ULASANKALTIM.ID, Samarinda — Pemilihan Kepala Daerah (Pilkada) Serentak 2024 resmi digelar hari ini, Rabu (27/11/24). Sama seperti Pemilu dan Pilpres sebelumnya, Komisi Pemilihan Umum (KPU) menyediakan fasilitas pemantauan hasil penghitungan suara secara daring melalui situs resmi mereka di https://pilkada2024.kpu.go.id.

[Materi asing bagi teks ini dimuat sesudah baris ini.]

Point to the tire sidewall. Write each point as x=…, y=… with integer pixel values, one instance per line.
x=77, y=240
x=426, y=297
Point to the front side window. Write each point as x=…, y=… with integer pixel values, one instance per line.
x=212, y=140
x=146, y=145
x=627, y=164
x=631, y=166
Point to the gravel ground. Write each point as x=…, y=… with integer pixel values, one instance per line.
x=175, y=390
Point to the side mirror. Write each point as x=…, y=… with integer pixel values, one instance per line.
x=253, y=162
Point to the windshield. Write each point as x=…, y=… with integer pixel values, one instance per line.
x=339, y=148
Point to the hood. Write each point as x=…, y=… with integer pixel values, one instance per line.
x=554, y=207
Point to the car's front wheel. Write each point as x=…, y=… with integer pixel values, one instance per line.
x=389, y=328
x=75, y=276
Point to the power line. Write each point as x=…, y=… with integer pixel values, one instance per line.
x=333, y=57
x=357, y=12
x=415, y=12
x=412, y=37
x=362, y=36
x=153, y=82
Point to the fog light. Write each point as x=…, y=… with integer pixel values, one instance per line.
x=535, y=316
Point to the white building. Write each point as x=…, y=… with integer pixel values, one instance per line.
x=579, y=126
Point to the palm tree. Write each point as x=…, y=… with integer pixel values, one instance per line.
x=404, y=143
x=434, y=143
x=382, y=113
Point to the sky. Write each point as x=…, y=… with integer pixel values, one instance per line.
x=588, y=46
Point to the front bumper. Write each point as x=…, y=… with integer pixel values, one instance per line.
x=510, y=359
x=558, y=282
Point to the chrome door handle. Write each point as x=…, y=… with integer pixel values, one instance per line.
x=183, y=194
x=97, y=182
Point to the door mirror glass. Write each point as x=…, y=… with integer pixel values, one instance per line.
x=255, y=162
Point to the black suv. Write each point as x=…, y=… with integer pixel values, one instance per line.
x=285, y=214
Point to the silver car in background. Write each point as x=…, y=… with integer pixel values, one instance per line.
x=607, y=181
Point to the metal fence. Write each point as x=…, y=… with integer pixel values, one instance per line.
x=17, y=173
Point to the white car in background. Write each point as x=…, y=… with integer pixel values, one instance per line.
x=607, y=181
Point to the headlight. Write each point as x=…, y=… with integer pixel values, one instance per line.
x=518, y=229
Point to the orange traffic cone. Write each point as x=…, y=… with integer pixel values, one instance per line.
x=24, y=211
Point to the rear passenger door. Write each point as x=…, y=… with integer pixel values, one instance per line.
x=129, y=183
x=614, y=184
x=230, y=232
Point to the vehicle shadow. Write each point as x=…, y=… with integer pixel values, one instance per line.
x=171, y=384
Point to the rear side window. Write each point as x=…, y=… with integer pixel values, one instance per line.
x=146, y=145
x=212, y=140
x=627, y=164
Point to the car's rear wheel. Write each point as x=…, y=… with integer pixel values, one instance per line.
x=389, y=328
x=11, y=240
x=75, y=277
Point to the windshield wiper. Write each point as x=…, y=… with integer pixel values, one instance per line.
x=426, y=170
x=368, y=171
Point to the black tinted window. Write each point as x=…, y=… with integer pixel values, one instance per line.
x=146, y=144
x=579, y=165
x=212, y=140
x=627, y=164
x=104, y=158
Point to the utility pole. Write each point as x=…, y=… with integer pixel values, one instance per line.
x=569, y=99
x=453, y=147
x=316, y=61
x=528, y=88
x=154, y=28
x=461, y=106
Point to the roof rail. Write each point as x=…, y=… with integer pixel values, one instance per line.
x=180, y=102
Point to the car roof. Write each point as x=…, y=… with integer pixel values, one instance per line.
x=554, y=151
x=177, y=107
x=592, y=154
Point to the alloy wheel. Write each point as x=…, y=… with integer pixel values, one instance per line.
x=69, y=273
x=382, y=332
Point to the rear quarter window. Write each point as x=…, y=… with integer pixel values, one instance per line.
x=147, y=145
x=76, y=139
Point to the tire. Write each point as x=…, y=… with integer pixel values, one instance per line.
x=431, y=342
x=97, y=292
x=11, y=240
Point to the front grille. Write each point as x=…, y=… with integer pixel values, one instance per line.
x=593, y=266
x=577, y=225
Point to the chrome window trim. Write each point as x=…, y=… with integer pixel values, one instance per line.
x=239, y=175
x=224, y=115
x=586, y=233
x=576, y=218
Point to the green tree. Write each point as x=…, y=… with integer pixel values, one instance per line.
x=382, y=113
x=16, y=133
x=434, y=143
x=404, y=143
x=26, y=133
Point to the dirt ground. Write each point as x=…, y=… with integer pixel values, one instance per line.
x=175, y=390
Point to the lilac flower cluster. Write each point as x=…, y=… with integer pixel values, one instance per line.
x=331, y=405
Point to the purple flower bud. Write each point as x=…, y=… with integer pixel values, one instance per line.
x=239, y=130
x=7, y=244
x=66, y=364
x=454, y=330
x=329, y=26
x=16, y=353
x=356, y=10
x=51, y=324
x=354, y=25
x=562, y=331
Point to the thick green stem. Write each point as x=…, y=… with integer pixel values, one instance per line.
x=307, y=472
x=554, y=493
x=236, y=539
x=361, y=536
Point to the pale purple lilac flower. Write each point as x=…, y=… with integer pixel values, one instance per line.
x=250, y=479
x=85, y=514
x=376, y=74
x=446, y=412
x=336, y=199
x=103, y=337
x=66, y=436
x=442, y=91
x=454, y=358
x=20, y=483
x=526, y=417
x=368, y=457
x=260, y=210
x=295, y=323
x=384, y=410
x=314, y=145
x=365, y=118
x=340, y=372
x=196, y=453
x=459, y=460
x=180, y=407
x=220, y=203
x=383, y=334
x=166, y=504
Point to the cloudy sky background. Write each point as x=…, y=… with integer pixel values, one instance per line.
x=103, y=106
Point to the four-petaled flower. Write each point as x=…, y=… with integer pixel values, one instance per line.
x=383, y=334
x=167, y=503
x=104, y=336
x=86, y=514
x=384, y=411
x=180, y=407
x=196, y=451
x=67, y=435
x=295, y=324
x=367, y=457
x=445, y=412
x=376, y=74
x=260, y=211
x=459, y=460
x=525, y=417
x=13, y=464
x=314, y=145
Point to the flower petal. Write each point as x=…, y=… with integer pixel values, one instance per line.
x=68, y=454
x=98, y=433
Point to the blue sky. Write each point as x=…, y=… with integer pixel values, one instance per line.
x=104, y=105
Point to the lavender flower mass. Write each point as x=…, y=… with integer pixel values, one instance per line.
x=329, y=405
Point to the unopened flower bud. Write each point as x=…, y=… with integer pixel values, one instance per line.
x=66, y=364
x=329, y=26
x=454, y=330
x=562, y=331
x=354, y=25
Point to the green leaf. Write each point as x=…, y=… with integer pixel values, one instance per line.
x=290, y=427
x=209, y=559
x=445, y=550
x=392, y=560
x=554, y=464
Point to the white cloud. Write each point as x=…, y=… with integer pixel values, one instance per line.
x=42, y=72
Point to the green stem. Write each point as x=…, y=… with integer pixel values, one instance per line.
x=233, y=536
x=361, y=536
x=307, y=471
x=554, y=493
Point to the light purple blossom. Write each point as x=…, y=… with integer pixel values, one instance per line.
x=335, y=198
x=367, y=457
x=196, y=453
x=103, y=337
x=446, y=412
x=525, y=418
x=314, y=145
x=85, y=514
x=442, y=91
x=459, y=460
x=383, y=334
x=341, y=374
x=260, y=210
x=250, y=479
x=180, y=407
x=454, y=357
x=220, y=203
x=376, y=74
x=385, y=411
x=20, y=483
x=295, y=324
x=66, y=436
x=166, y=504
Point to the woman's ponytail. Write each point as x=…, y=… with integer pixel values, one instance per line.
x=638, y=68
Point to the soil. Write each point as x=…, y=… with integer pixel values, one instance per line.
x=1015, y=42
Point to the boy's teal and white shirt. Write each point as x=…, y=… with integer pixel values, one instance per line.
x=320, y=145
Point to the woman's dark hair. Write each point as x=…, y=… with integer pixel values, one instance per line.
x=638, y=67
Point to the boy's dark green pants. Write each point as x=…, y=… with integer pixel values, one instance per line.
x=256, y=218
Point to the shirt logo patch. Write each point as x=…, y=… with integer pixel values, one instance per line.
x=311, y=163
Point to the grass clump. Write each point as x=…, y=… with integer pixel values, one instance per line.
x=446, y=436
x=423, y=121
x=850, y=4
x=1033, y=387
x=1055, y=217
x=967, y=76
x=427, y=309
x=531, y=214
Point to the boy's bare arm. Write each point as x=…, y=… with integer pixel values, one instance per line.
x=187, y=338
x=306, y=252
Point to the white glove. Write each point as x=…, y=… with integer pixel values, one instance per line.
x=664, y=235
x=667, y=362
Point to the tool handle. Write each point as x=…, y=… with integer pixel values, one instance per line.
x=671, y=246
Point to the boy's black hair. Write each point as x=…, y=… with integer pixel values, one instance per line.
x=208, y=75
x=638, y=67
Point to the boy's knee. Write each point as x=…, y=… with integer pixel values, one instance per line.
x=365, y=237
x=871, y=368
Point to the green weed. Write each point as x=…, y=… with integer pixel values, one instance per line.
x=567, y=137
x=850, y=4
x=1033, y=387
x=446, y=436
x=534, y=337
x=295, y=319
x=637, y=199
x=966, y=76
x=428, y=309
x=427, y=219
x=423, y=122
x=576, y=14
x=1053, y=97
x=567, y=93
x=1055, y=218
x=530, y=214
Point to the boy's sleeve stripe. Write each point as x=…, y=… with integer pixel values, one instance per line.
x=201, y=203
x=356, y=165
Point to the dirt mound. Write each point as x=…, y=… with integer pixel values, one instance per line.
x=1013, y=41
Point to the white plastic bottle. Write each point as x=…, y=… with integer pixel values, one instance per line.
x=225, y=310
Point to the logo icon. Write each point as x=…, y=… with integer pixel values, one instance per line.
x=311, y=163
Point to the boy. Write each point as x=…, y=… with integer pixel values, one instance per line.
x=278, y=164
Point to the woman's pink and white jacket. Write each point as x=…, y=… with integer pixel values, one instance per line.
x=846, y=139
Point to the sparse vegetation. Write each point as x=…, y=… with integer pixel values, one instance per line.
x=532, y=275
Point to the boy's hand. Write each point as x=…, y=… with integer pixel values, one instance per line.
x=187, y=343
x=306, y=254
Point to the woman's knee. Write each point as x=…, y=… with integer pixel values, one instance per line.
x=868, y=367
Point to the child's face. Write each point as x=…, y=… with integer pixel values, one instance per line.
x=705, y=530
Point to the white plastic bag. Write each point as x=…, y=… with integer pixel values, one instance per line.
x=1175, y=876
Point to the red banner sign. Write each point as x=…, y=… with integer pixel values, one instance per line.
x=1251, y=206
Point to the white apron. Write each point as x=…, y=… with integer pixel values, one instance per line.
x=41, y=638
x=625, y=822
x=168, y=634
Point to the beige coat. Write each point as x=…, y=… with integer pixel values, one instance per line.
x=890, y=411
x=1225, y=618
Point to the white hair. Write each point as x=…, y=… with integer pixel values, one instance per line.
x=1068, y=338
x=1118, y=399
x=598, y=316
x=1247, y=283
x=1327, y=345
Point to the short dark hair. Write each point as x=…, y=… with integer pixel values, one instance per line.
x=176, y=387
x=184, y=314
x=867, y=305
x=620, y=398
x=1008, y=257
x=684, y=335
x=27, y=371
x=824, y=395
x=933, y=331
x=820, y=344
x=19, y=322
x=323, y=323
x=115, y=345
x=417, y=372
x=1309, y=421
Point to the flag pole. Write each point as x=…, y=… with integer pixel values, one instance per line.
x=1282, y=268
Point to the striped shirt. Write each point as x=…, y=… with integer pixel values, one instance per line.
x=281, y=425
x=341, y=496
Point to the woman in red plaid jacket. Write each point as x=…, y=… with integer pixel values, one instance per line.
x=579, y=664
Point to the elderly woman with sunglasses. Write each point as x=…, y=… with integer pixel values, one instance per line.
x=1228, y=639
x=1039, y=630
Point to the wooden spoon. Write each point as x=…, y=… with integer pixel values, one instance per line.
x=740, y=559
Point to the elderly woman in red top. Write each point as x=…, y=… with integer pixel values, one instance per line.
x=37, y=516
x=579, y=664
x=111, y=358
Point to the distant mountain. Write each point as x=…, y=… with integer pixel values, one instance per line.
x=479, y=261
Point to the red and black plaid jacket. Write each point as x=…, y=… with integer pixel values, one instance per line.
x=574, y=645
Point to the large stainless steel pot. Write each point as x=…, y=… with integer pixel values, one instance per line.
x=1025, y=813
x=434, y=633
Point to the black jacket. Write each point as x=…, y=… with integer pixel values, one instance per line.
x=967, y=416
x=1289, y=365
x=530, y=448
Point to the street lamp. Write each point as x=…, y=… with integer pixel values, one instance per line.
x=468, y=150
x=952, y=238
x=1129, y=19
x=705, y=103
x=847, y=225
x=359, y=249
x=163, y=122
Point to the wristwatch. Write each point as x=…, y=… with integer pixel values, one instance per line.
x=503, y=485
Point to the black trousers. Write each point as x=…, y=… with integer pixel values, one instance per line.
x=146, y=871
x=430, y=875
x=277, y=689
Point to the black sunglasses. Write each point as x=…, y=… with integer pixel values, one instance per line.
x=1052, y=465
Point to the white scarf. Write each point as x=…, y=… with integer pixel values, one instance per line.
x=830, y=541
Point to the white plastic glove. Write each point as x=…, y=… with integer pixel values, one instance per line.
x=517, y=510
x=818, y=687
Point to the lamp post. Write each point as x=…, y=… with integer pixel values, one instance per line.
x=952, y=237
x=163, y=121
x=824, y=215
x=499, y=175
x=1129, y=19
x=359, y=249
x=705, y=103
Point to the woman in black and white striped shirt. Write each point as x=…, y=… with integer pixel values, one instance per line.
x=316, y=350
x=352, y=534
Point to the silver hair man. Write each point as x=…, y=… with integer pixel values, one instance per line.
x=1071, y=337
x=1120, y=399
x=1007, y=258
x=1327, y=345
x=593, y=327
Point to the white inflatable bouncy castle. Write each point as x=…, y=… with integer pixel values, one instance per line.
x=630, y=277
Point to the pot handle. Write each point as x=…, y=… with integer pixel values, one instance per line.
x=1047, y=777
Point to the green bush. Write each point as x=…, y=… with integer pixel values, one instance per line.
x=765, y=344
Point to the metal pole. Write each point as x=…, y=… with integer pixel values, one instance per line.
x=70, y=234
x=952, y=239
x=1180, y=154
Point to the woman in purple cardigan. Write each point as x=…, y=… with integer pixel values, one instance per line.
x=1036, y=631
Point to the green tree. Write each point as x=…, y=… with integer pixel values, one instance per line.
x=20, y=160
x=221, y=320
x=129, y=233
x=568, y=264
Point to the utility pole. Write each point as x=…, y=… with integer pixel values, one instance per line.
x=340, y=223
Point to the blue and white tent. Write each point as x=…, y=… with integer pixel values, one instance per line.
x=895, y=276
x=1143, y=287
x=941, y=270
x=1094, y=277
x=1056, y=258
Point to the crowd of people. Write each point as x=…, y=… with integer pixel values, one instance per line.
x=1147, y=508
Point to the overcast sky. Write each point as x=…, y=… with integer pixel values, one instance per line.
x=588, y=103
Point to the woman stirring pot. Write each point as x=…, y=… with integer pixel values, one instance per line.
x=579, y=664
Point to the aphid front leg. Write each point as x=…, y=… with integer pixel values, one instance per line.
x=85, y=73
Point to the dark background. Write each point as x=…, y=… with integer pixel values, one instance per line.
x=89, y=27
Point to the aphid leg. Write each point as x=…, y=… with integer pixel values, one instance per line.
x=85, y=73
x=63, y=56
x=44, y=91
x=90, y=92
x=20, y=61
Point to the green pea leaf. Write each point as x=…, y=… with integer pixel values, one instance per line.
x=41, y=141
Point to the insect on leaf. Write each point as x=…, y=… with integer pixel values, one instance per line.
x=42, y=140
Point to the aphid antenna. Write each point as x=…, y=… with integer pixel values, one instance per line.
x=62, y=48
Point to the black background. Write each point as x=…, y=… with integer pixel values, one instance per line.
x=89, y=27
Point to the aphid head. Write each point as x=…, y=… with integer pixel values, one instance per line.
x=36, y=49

Layanan ini memungkinkan masyarakat untuk mengikuti perkembangan hasil penghitungan suara secara real-time, mulai dari tingkat Tempat Pemungutan Suara (TPS) hingga ke level provinsi. Berikut panduan untuk memantau hasil Pilkada di Kalimantan Timur:
Langkah-Langkah Memantau Hasil Pilkada 2024 di Kaltim
Akses Situs Resmi KPU
Gunakan perangkat digital seperti ponsel atau komputer untuk membuka peramban internet. Ketikkan alamat https://pilkada2024.kpu.go.id dan tekan enter. Pada laman utama, tersedia berbagai menu, termasuk hasil penghitungan suara.
Pilih Menu “Hasil Pilkada”
Klik menu “Hasil Pilkada” untuk diarahkan ke halaman yang memuat data penghitungan suara dari seluruh Indonesia.
Pilih Provinsi Kalimantan Timur
Di halaman “Hasil Pilkada”, cari dan klik provinsi Kalimantan Timur. Anda akan melihat data perolehan suara sementara dari setiap pasangan calon kepala daerah di berbagai kabupaten/kota.
Pantau Perkembangan Hasil
Data penghitungan suara diperbarui secara bertahap. Masyarakat diimbau untuk menggunakan informasi dari situs KPU sebagai sumber terpercaya.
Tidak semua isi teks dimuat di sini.